Ink Under The Fingernails: Printing Politics In Nineteenth Century Mexico With Corinna Zeltsman
Thursday, October 28, 2021, 2 pm EDT
Approximately 60 minutes
This program is free but requires advanced registration.
During the independence era in Mexico, individuals and factions of all stripes embraced the printing press as a key weapon in the broad struggle for political power. Taking readers into the printing shops, government offices, courtrooms, and streets of Mexico City, historian Corinna Zeltsman reconstructs the practical negotiations and discursive contests that surrounded print over a century of political transformation, from the late colonial era to the Mexican Revolution.
Centering the diverse communities that worked behind the scenes at urban presses and examining their social practices and aspirations, Zeltsman explores how printer interactions with state and religious authorities shaped broader debates about press freedom and authorship. Beautifully crafted and ambitious in scope, Ink under the Fingernails sheds new light on Mexico's histories of state formation and political culture, identifying printing shops as unexplored spaces of democratic practice, where the boundaries between manual and intellectual labor blurred.

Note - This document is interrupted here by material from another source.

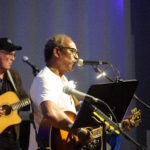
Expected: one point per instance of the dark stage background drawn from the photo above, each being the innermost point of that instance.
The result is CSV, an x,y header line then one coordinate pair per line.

Corinna Zeltsman is an assistant professor of history at Georgia Southern University. She is the author of Ink under the Fingernails: Printing Politics in Nineteenth-Century Mexico (University of California Press, 2021). Her research on the history of printing and the book, political culture, and labor has received support from the National Endowment for the Humanities, the American Council of Learned Societies, and the Social Science Research Council. Trained as a letterpress printer, she is also a fellow in the Andrew W. Mellon Society of Fellows in Critical Bibliography at Rare Book School and a member of the Seminario Interdisciplinario de Bibliología at the Instituto de Investigaciones Bibliográficas, Universidad Nacional Autónoma de México.